Tom Brady Responds to Ray Lewis Slam: He’s a First-Ballot Hall of Famer

Tom Brady Charles Krupa AP
Tom Krupa Associated Press

Ray Lewis claimed “the tuck rule” is “the only reason we know who Tom Brady is” on Monday. Tom Brady refrained from an obvious retort about what made Ray Lewis a household name.

“Everyone has an opinion,” the two-time MVP and three-time Super Bowl-winner said on Thursday. “I think Ray is a great player. He’s a first-ballot Hall of Famer. I was fortunate enough to play against him.”

The Patriots defeated the Oakland Raiders in the 2001 playoffs after referees reversed a called fumble because of the “tuck rule.” The rulebook stated that “any intentional forward movement of his arm starts a forward pass, even if the player loses possession of the ball as he is attempting to tuck it back toward his body.” By pumping before the Charles Woodson strip sack, Brady guaranteed an incomplete-pass call rather than a fumble because of the quirk in the rulebook.

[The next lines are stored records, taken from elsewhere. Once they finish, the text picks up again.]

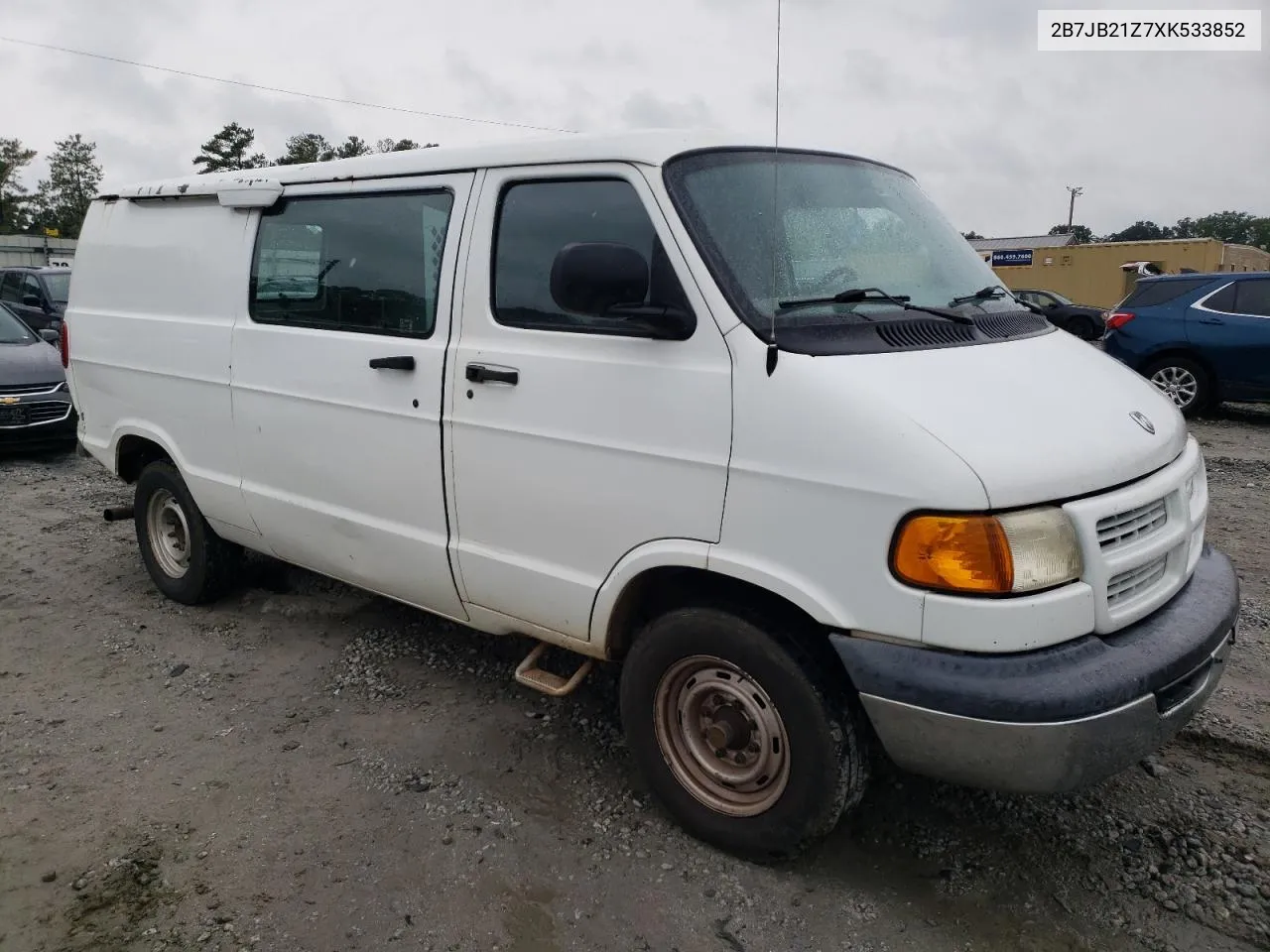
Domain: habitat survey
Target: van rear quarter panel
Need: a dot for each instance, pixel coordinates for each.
(157, 290)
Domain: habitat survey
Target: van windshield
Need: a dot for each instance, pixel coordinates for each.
(839, 223)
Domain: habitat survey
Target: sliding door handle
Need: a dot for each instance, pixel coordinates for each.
(480, 373)
(393, 363)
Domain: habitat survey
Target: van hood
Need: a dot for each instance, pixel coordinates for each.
(1038, 419)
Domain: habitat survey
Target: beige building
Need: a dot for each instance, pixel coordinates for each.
(1101, 275)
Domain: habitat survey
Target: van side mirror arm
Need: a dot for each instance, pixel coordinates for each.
(661, 321)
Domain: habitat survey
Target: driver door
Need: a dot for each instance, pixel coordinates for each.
(574, 443)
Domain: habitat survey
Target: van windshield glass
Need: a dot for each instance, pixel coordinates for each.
(839, 223)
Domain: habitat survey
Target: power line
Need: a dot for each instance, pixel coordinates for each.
(276, 89)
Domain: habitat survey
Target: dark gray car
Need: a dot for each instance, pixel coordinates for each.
(36, 408)
(36, 295)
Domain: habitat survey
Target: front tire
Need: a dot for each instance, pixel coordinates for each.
(189, 561)
(746, 748)
(1184, 382)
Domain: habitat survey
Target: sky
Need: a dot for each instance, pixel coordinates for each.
(952, 90)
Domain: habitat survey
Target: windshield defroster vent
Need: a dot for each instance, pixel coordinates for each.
(1010, 325)
(917, 334)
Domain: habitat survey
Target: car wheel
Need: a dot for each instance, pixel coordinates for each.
(746, 747)
(189, 561)
(1184, 382)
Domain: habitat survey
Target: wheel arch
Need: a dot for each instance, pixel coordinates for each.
(1183, 350)
(136, 447)
(649, 583)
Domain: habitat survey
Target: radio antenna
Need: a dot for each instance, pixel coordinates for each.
(776, 177)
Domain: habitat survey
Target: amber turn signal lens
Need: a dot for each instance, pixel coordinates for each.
(955, 553)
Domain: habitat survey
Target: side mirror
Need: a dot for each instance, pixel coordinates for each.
(610, 280)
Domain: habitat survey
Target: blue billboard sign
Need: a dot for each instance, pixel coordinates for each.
(1016, 258)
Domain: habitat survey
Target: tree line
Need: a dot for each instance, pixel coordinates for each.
(60, 200)
(59, 203)
(1234, 227)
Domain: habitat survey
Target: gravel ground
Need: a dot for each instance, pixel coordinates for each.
(305, 767)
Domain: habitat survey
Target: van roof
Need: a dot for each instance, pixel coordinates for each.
(648, 148)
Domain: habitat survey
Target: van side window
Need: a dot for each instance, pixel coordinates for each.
(358, 263)
(538, 218)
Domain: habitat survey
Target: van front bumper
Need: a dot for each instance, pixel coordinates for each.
(1057, 719)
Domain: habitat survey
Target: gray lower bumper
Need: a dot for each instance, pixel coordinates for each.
(1058, 717)
(1039, 758)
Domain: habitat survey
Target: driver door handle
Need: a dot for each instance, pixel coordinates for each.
(393, 363)
(480, 373)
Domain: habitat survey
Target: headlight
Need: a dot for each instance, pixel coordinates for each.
(992, 555)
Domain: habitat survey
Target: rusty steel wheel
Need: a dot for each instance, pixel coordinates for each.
(743, 731)
(721, 737)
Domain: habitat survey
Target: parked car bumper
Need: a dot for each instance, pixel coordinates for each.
(1057, 719)
(35, 421)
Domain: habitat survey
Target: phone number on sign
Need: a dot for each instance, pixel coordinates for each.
(1146, 30)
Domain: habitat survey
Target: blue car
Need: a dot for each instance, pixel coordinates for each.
(1199, 338)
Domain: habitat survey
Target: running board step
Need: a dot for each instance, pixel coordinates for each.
(529, 674)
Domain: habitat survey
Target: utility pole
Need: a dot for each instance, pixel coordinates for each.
(1071, 206)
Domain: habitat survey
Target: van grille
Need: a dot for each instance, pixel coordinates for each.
(1123, 529)
(1133, 583)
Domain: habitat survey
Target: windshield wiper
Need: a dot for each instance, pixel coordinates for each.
(987, 294)
(992, 293)
(852, 296)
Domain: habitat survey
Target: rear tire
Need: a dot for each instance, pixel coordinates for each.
(1184, 381)
(189, 561)
(701, 680)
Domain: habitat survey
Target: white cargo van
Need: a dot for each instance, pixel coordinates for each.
(758, 424)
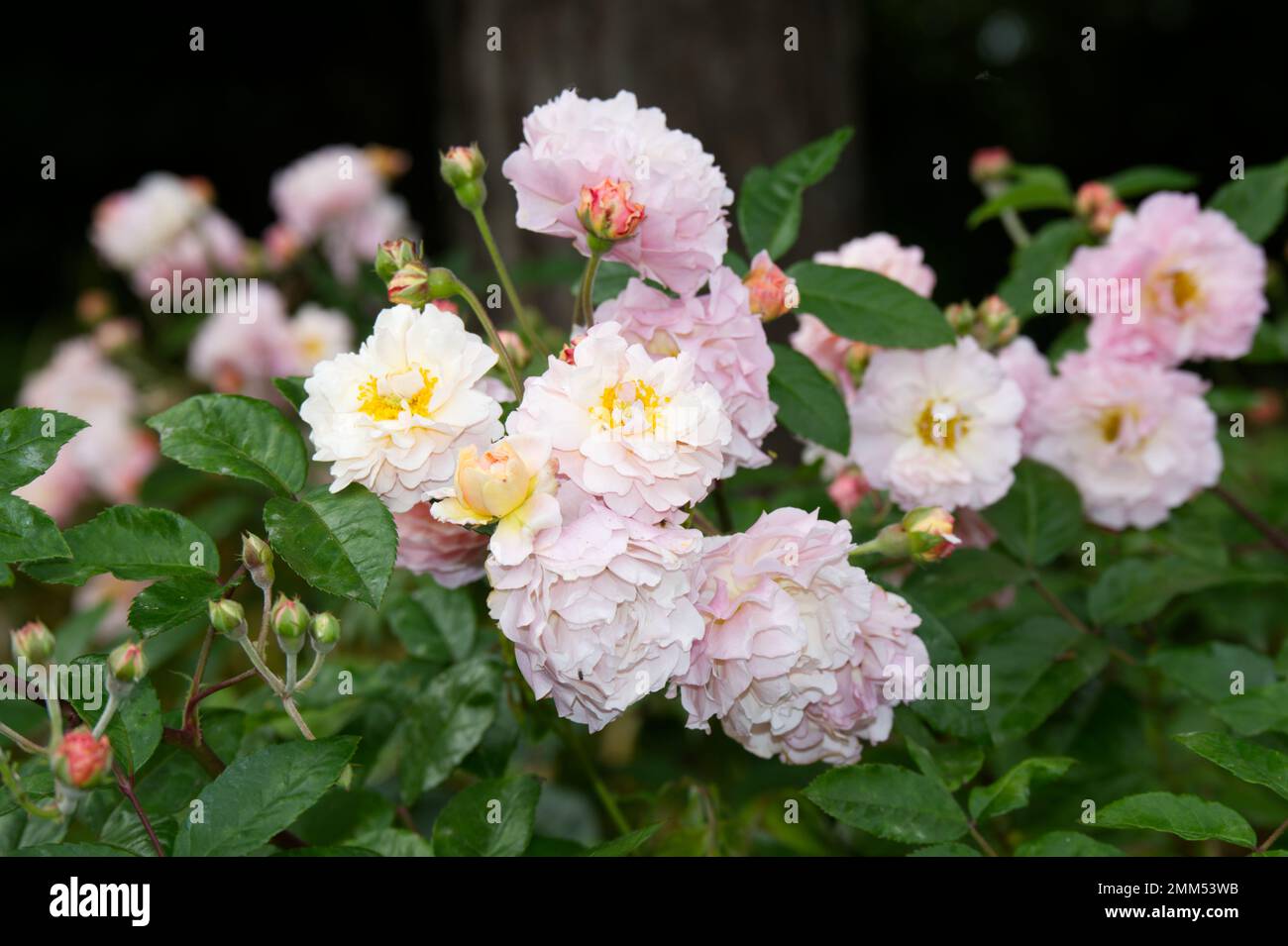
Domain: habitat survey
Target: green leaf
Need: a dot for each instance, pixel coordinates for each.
(1256, 710)
(292, 389)
(133, 543)
(1039, 259)
(232, 435)
(172, 602)
(1147, 177)
(1034, 188)
(809, 404)
(30, 439)
(27, 533)
(262, 794)
(136, 727)
(489, 819)
(1185, 816)
(771, 198)
(342, 542)
(952, 848)
(1136, 589)
(434, 623)
(625, 845)
(1012, 790)
(1244, 760)
(1256, 203)
(1034, 668)
(1067, 845)
(868, 306)
(446, 722)
(1039, 516)
(889, 802)
(1206, 671)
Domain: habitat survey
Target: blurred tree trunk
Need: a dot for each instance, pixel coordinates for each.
(719, 71)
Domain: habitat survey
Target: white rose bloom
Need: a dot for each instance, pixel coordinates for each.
(639, 433)
(938, 428)
(394, 415)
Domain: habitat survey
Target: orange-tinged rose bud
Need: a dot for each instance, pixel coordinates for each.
(771, 291)
(990, 163)
(82, 761)
(606, 211)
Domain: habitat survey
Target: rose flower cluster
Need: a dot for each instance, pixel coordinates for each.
(579, 506)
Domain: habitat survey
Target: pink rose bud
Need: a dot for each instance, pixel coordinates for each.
(772, 292)
(514, 348)
(1098, 203)
(228, 618)
(608, 214)
(258, 559)
(930, 533)
(848, 490)
(34, 643)
(462, 164)
(290, 622)
(128, 663)
(393, 255)
(410, 284)
(990, 163)
(82, 761)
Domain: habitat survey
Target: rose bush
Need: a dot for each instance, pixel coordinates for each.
(1019, 596)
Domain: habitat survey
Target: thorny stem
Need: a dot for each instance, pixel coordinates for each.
(26, 744)
(601, 791)
(468, 295)
(1073, 619)
(522, 314)
(585, 309)
(1276, 538)
(128, 790)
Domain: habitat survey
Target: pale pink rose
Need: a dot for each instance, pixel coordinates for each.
(1201, 291)
(799, 643)
(572, 142)
(938, 426)
(643, 434)
(451, 554)
(601, 614)
(336, 196)
(237, 356)
(114, 454)
(728, 345)
(1026, 367)
(881, 253)
(1136, 439)
(162, 226)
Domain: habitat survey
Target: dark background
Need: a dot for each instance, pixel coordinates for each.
(112, 95)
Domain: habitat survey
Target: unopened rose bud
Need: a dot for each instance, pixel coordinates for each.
(410, 284)
(323, 632)
(930, 533)
(228, 618)
(34, 643)
(608, 214)
(848, 490)
(128, 663)
(290, 622)
(393, 255)
(990, 163)
(514, 348)
(771, 291)
(81, 761)
(462, 164)
(258, 559)
(1098, 205)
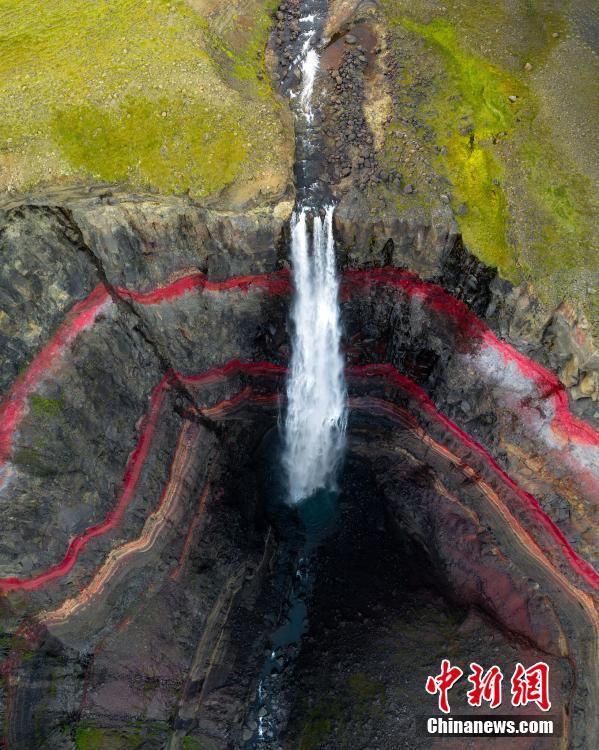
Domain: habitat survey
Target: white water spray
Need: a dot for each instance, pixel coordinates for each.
(316, 395)
(316, 411)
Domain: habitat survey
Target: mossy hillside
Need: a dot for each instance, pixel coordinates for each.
(139, 734)
(528, 210)
(150, 92)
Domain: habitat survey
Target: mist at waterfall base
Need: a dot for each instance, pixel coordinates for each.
(316, 396)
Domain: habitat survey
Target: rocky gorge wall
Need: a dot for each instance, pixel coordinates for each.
(146, 345)
(149, 348)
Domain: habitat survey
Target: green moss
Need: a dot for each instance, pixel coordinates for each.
(529, 210)
(190, 744)
(89, 738)
(318, 724)
(45, 407)
(469, 116)
(84, 85)
(132, 737)
(155, 142)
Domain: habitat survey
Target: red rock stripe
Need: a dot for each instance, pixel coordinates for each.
(389, 373)
(274, 283)
(437, 299)
(267, 368)
(79, 318)
(113, 518)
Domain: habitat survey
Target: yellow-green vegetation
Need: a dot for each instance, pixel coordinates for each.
(527, 207)
(318, 724)
(90, 737)
(481, 107)
(164, 95)
(190, 744)
(360, 698)
(45, 407)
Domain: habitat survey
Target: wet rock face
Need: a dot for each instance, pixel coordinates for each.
(136, 554)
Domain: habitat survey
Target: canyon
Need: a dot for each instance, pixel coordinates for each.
(147, 558)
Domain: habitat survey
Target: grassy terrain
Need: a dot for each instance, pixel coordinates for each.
(171, 96)
(527, 204)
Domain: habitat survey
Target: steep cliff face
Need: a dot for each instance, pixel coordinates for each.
(146, 348)
(148, 351)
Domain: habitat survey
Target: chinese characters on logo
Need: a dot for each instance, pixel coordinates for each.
(527, 685)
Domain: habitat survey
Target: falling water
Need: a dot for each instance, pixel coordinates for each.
(316, 413)
(316, 396)
(314, 427)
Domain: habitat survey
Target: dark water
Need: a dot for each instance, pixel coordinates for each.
(300, 529)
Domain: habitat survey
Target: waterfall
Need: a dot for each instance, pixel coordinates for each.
(316, 396)
(315, 422)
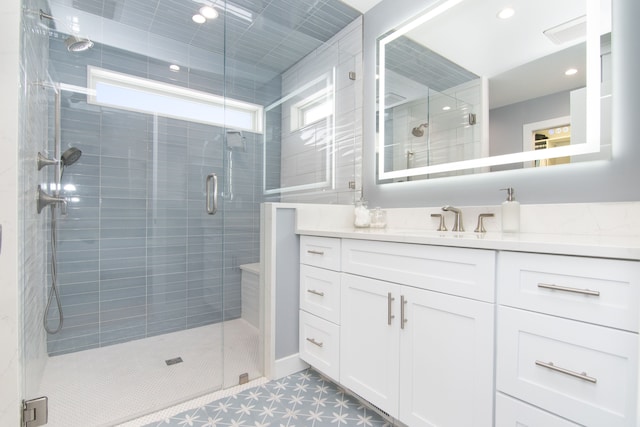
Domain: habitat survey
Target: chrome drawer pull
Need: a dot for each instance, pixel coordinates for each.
(566, 289)
(582, 376)
(390, 300)
(314, 342)
(403, 302)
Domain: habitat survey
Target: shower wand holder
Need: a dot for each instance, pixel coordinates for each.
(43, 200)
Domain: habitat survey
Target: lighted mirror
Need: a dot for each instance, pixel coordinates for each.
(469, 87)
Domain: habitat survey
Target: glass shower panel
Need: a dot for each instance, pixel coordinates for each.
(139, 266)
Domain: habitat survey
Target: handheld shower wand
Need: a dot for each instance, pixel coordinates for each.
(69, 157)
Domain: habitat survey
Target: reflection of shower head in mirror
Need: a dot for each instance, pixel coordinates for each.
(69, 157)
(419, 130)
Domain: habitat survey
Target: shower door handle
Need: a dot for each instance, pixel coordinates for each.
(211, 185)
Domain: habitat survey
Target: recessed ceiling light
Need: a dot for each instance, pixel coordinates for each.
(209, 12)
(506, 13)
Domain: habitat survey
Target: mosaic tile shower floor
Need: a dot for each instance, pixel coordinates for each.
(304, 399)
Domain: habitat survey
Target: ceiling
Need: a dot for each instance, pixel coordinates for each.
(265, 35)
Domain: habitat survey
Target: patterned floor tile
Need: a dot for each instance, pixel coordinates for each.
(304, 399)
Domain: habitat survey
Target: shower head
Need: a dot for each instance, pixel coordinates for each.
(70, 156)
(235, 140)
(77, 44)
(419, 130)
(74, 43)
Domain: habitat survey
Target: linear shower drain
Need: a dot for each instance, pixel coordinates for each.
(173, 361)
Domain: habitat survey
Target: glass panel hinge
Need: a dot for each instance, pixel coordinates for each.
(34, 412)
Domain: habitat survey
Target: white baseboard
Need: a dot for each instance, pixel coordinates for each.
(288, 365)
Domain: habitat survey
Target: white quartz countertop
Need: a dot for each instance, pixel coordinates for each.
(619, 247)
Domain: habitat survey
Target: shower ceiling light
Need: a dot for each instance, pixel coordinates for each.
(199, 19)
(209, 12)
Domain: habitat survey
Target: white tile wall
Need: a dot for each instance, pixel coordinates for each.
(304, 166)
(9, 257)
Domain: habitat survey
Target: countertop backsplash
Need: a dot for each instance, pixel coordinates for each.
(602, 219)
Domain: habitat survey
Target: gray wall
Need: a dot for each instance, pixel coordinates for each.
(599, 181)
(505, 126)
(287, 283)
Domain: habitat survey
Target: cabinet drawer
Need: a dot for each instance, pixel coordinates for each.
(594, 290)
(579, 371)
(320, 252)
(320, 292)
(320, 344)
(514, 413)
(458, 271)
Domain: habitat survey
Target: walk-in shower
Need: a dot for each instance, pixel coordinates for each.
(141, 274)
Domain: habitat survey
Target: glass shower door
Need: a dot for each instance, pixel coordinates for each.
(139, 265)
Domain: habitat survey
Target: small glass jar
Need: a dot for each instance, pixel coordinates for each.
(361, 215)
(378, 218)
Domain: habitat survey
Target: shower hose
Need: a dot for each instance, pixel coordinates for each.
(54, 278)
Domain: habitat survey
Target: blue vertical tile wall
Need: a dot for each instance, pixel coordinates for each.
(138, 255)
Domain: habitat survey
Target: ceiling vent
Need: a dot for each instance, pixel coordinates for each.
(575, 29)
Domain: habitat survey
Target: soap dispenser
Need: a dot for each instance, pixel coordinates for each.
(510, 213)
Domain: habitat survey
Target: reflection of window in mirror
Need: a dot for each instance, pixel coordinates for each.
(544, 135)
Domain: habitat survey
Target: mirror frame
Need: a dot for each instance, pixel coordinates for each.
(593, 77)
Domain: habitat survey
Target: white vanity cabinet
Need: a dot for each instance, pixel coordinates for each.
(411, 343)
(567, 340)
(319, 339)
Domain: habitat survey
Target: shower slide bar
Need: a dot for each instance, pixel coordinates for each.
(211, 188)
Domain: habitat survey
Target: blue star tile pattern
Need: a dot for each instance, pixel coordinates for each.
(304, 399)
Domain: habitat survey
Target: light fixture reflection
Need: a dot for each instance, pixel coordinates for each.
(199, 19)
(209, 12)
(506, 13)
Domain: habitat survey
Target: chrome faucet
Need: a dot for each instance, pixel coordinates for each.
(457, 220)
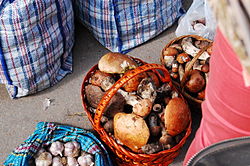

Adam Vinatieri went on to kick a game-tying field goal in the snow and then a game-winning one in overtime. The Patriots subsequently upset the Pittsburgh Steelers in the AFC Championship Game and then the St. Louis Rams–winning again on a last-second Vinatieri field goal-in the Super Bowl. That underdog team soon became dominant, winning two of the next three Super Bowls.

“They don’t go to that championship game if that ball is not called a tuck,” Lewis said on Sirius XM Radio on Monday. Calling the play a “fumble,” Lewis maintained, “So now you’ve got to ask yourself: When did the legacy really start?”

The Patriots, after beating Lewis’s former team last weekend, take on the Indianapolis Colts in their fourth straight AFC Championship Game appearance on Sunday.